After first faulting Anbang for the failure of the transaction, the court agreed with Mirae Asset’s arguments on the meaning and application of the “ordinary course covenant,” a common term in Delaware contracts. The covenant requires a seller to act “only in the ordinary course of business” between signing and closing. The court clarified that this term “in general prevents sellers from taking any actions that materially change the nature or quality of the business that is being purchased, whether or not those changes were related to misconduct.” (Op. 24.) To be sure, the specific language of the contract term in question will likely control the outcome. The court noted that Mirae Asset’s agreement with Anbang here contained additional language protecting the buyer: the seller could act “only” in the ordinary course of business “consistent with past practice.” Moreover, the agreement lacked any qualifier that seller need make only “commercially reasonable efforts” to act in the ordinary course. The court therefore concluded that the agreement here imposed an unconditional obligation “measured by [seller’s] operational history, and not that of the industry in which it operates.” (Op. 27.) Within this framework, there was “overwhelming evidence supported by a comprehensive factual record that the Seller made changes that were wholly inconsistent with past practice.” See Op. 32 (cleaned up).
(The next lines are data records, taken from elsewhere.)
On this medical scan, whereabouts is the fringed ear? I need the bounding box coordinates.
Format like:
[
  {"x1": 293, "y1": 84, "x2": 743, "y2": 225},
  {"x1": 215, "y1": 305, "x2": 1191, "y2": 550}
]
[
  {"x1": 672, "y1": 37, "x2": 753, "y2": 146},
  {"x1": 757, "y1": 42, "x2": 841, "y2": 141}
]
The Delaware Supreme Court also concluded that Anbang “was not hamstrung” by the ordinary course covenant from making reasonable changes to the business in response to the pandemic; it was merely barred from making such changes unilaterally without Mirae Asset’s advance consent. The court noted that Mirae Asset “might have wanted to respond to the pandemic in different ways, to ensure the long-term profitability of the business or to prioritize one area over another.” (Op. 37). If Anbang had sought Mirae Asset’s prior consent and Mirae Asset had “unreasonably” withheld such consent, Anbang could have challenged that and gone forward with reasonable modifications, litigating the reasonableness of those changes later if necessary.
Going forward, this decision will likely cause more awareness among deal practitioners of the importance of the specific language of ordinary-course covenants and similar clauses, especially in a state like Delaware that enforces contracts as written. The court’s interpretation of the notice-and-consent provision reminds parties that, when in doubt, they should seek a counterparty’s consent and treat that process as more than a mere formality. And the decision also reminds deal lawyers that they may wish to insert “commercially reasonable efforts” qualifiers into any provisions, including notice-and-consent provisions, that a party wishes to be less than absolute unconditional obligations.
The case is captioned AB Stable VIII v. MAPS Hotels, No. 71, 2021, 2021 WL 5832875 (Del. Dec. 8, 2021).